Kafka 0.11+ supports exactly-once semantics for specific use cases: (1) Idempotent producer — the producer assigns a sequence number to each message. The broker detects and deduplicates retried messages (same sequence number). This ensures: even with retries (network timeout), each message is written exactly once to the partition. Enabled with: enable.idempotence=true. (2) Transactions — the producer can atomically write to multiple partitions and commit offsets in a single transaction. Either all writes succeed (commit) or none do (abort). Use for: consume-transform-produce pipelines (read from topic A, process, write to topic B + commit offset on A — all atomic). If the processing crashes: the transaction aborts, and the consumer reprocesses from the last committed offset (the partial writes to topic B are invisible to consumers). (3) Consumer isolation — consumers with isolation.level=read_committed only see messages from committed transactions. Uncommitted or aborted messages are invisible. This provides end-to-end exactly-once within Kafka (read from one topic, process, write to another). For external systems (write to a database): exactly-once requires the consumer to be idempotent (deduplicate writes to the external system using a unique message ID). Kafka EOS does not extend to external systems — it covers only Kafka-to-Kafka processing.

Log Compaction and Retention

Two retention strategies: (1) Time/size-based deletion — delete segments older than retention.ms (7 days default) or when the partition exceeds retention.bytes. Simple: old data is gone. Use for: event streams where historical events lose value over time (logs, metrics, clickstream). (2) Log compaction — retain only the latest value for each key. The compactor runs in the background: for each key, keep only the message with the highest offset (the most recent update). Older messages for the same key are deleted. The result: the topic contains a snapshot of the latest state for every key. Use for: changelog topics (database CDC), state stores (KTable materialization), and any topic where you need “the current value for key X.” Compaction + retention: combine both. Keep the latest value for each key, AND delete entries older than 7 days (even if they are the latest for their key).
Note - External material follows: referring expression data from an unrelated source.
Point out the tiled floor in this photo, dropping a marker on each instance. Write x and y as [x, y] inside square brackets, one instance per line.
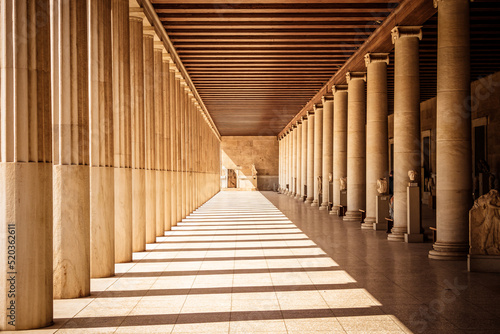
[239, 265]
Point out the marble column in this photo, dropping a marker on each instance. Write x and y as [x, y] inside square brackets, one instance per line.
[327, 169]
[122, 145]
[173, 147]
[102, 212]
[71, 171]
[406, 120]
[159, 143]
[339, 141]
[293, 155]
[303, 162]
[453, 132]
[167, 224]
[356, 144]
[138, 136]
[298, 149]
[149, 101]
[376, 130]
[318, 152]
[26, 209]
[310, 157]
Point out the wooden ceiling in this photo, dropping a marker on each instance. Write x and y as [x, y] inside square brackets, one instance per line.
[257, 63]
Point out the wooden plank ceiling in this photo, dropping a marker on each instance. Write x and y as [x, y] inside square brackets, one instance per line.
[257, 63]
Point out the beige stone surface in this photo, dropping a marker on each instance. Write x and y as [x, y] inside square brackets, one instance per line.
[71, 190]
[262, 151]
[356, 146]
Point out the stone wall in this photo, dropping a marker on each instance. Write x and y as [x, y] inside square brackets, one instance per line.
[243, 151]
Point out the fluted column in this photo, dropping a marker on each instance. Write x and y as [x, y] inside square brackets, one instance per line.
[159, 143]
[102, 212]
[122, 130]
[149, 100]
[327, 168]
[356, 144]
[25, 164]
[318, 152]
[70, 121]
[303, 168]
[376, 130]
[298, 167]
[167, 224]
[339, 141]
[310, 157]
[138, 137]
[406, 120]
[173, 147]
[453, 131]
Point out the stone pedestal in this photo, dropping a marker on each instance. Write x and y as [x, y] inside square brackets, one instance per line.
[381, 212]
[413, 214]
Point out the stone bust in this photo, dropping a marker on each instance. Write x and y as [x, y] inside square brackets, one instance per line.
[412, 175]
[382, 186]
[343, 183]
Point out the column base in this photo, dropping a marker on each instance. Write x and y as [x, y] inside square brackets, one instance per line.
[448, 251]
[323, 206]
[353, 216]
[483, 263]
[414, 238]
[397, 234]
[368, 224]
Tombstones: to delete a key from a compacted topic, produce a message with the key and a null value. The compactor removes the key entirely after a configurable delay (delete.retention.ms). Kafka Connect: a framework for importing/exporting data between Kafka and external systems. Source connectors: read from databases (Debezium CDC), files, APIs, and produce to Kafka. Sink connectors: consume from Kafka and write to databases, search indexes (Elasticsearch), data lakes (S3). Kafka Streams: a library for stream processing applications. Stateful transformations (join, aggregate, windowing) on Kafka topics. Runs as a regular Java application (no separate cluster needed). Uses Kafka topics for state storage (changelog topics with compaction).